Importantly, it could help shipping companies monitor compliance with sulphur regulations that come into force on 1 January 2020.
Emissions from ships contain several chemicals, including sulphate aerosols (small particles of sulphur and oxygen) that can act as ‘seeds’ around which water droplets accumulate, causing changes in cloud properties that are visible to satellites.
This means that ships can change clouds, leaving lines – known as ship tracks – in the clouds behind them as they sail.
However, exactly how these aerosols impact the properties of the clouds is still not precisely known.
This knowledge is important because the kinds of clouds that the emissions affect can influence climate warming, and is therefore important to capture in climate models.
Aerosols are emitted from many sources, such as factories and cars, but it has been difficult to match those outputs with the influence on clouds, as there are many other factors at play.
However, with ship tracks, the relationship is more straightforward, enabling researchers to tease out the links between aerosols and clouds more easily.
“Ship tracks act like an experiment that would be impossible for us to do otherwise because we can’t inject sulphate aerosols into the atmosphere at such scale to see what happens,” explains Dr Edward Gryspeerdt from the Department of Physics at Imperial College London, who led the research.
“Instead, restrictions on the amount of ship sulphate emissions can contain provide us with a perfect experiment for determining just how important the aerosols are in cloud formation.
“By analysing a huge dataset of ship tracks observed from satellites, we can see that they largely disappear when restrictions are introduced – demonstrating the strong impact of aerosols.”
The team studied more than 17,000 ship tracks from satellite observations and matched them to the movements of individual ships using GPS.
The study period covered the introduction of emission control areas around the coast of North America, the North Sea, the Baltic Sea and the English Channel, which restricted sulphur in ship fuel to 0.5 percent, leading to fewer sulphate aerosol emissions.
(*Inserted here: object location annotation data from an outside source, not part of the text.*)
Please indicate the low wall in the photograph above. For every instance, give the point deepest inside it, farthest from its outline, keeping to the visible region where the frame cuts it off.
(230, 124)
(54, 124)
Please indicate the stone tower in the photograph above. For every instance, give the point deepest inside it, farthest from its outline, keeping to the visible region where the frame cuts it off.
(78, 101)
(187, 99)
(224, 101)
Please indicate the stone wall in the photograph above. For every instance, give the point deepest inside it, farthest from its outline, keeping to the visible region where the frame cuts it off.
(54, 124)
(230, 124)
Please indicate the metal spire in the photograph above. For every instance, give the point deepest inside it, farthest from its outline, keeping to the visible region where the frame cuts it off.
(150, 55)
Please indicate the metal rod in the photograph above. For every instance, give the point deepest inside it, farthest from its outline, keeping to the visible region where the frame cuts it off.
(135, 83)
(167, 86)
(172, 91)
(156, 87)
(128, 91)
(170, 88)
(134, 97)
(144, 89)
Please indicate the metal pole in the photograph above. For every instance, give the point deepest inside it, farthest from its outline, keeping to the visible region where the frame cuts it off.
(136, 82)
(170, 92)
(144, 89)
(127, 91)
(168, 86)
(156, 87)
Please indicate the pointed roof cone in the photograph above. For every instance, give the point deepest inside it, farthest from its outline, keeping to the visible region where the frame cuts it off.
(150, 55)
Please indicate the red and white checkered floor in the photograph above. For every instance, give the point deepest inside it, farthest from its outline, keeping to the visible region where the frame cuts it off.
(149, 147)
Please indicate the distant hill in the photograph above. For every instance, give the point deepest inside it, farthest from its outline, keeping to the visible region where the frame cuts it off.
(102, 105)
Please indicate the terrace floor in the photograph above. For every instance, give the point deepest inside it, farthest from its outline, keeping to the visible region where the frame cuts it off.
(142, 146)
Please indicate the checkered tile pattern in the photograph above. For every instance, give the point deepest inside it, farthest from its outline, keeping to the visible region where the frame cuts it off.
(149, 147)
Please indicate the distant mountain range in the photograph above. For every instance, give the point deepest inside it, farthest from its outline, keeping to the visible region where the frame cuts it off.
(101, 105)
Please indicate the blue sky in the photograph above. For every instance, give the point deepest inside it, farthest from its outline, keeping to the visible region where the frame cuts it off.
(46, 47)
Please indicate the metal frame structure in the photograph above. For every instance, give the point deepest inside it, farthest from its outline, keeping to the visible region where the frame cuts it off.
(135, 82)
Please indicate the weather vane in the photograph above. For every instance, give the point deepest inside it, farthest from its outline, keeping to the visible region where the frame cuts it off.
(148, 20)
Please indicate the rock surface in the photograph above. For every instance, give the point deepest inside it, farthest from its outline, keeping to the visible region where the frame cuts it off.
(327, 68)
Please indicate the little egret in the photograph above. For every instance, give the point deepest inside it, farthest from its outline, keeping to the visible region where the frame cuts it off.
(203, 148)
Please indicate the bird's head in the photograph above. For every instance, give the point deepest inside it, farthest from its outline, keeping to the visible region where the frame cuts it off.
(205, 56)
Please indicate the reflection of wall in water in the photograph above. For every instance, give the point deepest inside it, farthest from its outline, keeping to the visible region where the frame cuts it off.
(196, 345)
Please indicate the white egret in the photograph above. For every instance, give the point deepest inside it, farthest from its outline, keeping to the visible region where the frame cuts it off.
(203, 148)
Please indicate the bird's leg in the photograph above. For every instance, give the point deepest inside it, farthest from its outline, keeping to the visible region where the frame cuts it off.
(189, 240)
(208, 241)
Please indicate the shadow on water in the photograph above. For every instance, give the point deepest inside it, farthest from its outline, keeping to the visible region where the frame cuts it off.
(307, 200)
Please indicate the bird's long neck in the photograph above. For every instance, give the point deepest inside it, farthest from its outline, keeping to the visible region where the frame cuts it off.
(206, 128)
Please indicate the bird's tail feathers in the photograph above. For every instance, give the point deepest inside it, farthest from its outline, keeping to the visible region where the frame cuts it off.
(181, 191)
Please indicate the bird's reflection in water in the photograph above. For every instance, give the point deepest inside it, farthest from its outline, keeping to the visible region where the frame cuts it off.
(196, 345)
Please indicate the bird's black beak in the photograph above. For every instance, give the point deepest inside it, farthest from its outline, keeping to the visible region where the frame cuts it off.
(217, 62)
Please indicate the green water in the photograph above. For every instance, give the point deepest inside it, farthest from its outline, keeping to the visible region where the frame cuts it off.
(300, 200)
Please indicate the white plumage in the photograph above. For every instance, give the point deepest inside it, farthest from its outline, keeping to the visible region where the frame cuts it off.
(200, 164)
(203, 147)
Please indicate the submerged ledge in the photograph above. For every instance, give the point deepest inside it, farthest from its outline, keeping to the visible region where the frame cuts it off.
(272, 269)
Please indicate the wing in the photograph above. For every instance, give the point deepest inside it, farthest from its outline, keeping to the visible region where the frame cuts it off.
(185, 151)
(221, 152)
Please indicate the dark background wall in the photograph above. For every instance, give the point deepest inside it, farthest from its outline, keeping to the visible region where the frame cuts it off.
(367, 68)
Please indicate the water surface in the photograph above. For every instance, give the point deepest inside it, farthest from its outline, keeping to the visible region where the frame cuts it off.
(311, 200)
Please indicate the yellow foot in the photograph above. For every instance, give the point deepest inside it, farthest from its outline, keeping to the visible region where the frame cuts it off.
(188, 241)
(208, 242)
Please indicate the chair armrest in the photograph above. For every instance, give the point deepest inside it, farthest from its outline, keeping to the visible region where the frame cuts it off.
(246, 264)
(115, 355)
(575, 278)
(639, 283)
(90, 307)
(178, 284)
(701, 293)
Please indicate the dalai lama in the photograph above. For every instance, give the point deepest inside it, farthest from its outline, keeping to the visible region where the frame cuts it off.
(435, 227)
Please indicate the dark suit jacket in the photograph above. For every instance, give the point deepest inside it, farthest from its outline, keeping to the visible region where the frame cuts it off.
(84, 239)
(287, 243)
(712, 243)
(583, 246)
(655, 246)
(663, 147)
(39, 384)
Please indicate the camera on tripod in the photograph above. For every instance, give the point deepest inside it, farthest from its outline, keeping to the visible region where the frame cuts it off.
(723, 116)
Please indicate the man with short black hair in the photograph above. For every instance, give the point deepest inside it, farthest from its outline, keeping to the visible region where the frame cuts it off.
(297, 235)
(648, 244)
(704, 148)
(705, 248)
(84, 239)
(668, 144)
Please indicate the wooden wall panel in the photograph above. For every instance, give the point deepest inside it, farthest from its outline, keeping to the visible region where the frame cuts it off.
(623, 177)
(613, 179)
The researchers found that in these areas, ship tracks nearly completely disappeared compared to before the restrictions, under similar weather conditions.
This shows that sulphate aerosols have the most significant impact on cloud formation, as opposed to other components of the ship exhaust, such as black carbon.
The result also means that a ship not in compliance with environmental regulations, by burning the current high-sulphur fuels without exhaust treatment, could be detected because it would create a measurable difference in the satellite-observed cloud properties.
“Currently, it is hard for regulators to know what ships are doing in the middle of the ocean,” says co-author of the report, Dr Tristan Smith, from UCL’s Energy Institute
“The potential for undetected non-compliance with the 2020 sulphur regulations is a real risk for shipping companies because it can create commercial advantage to those companies who do not comply.
“This study shows that science and technology are producing significant advancements in the transparency of shipping, and helping to reduce risks and unfairness for responsible operators.”